Myth #4: When men smoked, they often shared the same white clay pipe. For sanitary reasons, they would break off the tip of the long stem before passing on the pipe.

    

      ”. . . and that’s why archaeologists find so many bits of broken pipe stems in so many excavations.” 

      Well, it certainly makes sense to us today, with our knowledge of germs and the spread of disease.  But early Americans didn’t know about germs, and so it would not have occurred to them that sharing the same pipe was unsanitary.  Yet this myth has survived for decades, probably since someone applied modern logic to understand why historical archaeologists were unearthing thousands of bits of broken pipe stems. 
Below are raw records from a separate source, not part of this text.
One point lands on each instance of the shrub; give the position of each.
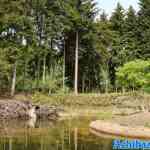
(134, 74)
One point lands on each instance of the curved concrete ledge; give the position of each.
(101, 127)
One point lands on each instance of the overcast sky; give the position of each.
(109, 5)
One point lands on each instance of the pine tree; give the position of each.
(143, 30)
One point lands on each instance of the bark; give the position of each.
(76, 64)
(64, 67)
(13, 86)
(44, 68)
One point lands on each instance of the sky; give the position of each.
(109, 5)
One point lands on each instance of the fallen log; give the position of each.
(113, 129)
(12, 109)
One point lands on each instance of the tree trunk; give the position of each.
(13, 86)
(64, 67)
(44, 68)
(76, 64)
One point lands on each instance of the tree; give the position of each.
(143, 31)
(117, 21)
(134, 74)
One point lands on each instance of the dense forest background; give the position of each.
(61, 46)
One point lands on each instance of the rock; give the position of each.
(47, 112)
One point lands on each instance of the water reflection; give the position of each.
(70, 134)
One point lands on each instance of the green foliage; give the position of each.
(134, 74)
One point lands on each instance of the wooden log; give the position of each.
(109, 128)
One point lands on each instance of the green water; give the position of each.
(68, 134)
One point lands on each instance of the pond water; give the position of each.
(68, 134)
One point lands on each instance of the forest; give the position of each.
(63, 46)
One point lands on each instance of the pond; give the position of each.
(67, 134)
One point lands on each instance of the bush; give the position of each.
(134, 74)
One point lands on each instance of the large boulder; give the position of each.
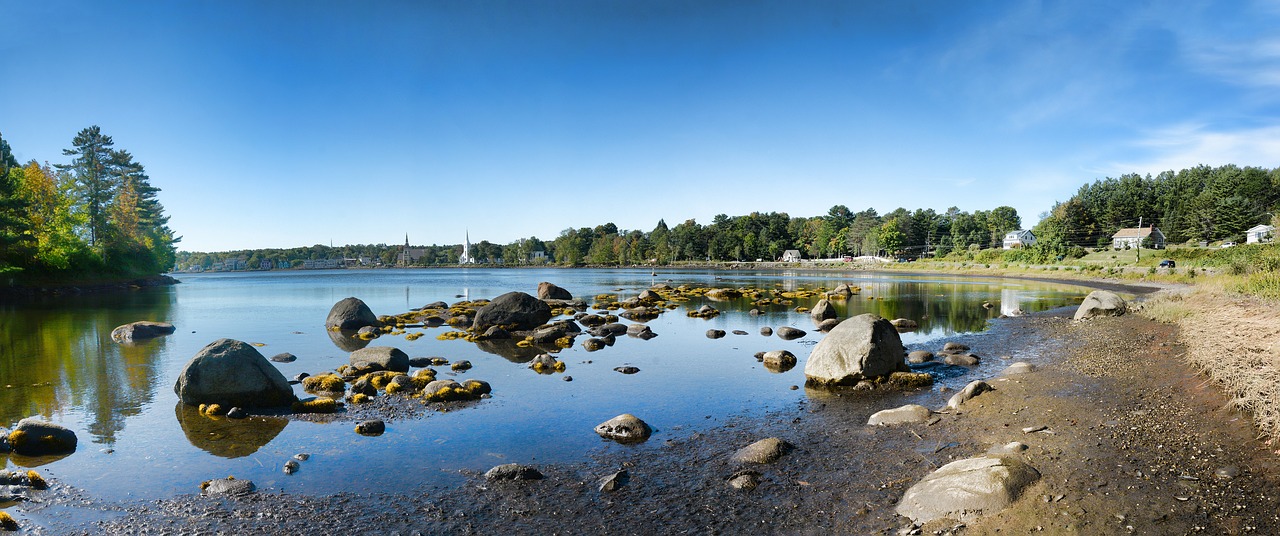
(141, 330)
(967, 489)
(549, 291)
(822, 311)
(351, 314)
(513, 311)
(379, 358)
(232, 372)
(859, 348)
(33, 436)
(1101, 303)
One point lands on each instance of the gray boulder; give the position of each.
(968, 489)
(625, 427)
(859, 348)
(379, 358)
(228, 486)
(778, 361)
(969, 392)
(919, 357)
(549, 291)
(789, 333)
(766, 450)
(512, 471)
(141, 330)
(1101, 303)
(822, 311)
(513, 311)
(33, 436)
(351, 314)
(232, 372)
(909, 413)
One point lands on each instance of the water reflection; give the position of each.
(227, 438)
(58, 354)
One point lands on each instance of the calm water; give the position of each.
(56, 361)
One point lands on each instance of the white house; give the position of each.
(1260, 234)
(1019, 238)
(1133, 237)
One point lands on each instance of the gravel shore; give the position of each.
(1132, 440)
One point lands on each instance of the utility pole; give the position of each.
(1139, 241)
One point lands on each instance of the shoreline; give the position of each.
(1134, 440)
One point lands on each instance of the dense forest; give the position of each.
(96, 216)
(1194, 205)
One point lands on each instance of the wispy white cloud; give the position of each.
(1188, 145)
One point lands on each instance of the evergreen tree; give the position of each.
(95, 183)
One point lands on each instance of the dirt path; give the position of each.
(1136, 441)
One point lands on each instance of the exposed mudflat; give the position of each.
(1132, 444)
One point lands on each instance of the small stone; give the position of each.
(745, 480)
(371, 427)
(615, 481)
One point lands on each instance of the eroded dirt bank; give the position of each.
(1134, 443)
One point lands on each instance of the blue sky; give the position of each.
(295, 123)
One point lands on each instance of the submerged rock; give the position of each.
(549, 291)
(766, 450)
(625, 427)
(33, 436)
(513, 311)
(968, 393)
(227, 486)
(512, 471)
(141, 330)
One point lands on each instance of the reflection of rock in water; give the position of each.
(224, 436)
(346, 340)
(508, 349)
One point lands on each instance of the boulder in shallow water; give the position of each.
(33, 436)
(141, 330)
(351, 314)
(1101, 303)
(232, 372)
(625, 427)
(513, 311)
(859, 348)
(549, 291)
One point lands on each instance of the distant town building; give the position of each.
(1260, 234)
(1019, 238)
(466, 259)
(1133, 237)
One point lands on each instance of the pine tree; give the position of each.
(95, 183)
       And the real reason? The long slender stems of white clay pipes are fragile, as anyone who has handled a reproduction carelessly can attest.  Why did they make them so long then? They needed to be long so that the heat from the burning tobacco in the bowl of the pipe would not be conducted as far as the lips. Our forefathers did share pipes–and drinking vessels for that matter–but no one broke off the end for sanitary reasons. But there was one reason that might have prompted a colonial smoker to break off a small piece of pipe stem. Maryland archaeologist Tony Lindauer explains that as the hot, tar-filled tobacco smoke is sucked up the stem, it cools a little, and when it gets to the moist mouth, it cools significantly and solidifies. Eventually a deposit of tar builds up inside the pipe stem near the mouth, blocking the bore. So a smoker might, indeed, need to break off an inch of the clogged tip to continue smoking, rather than get a new pipe.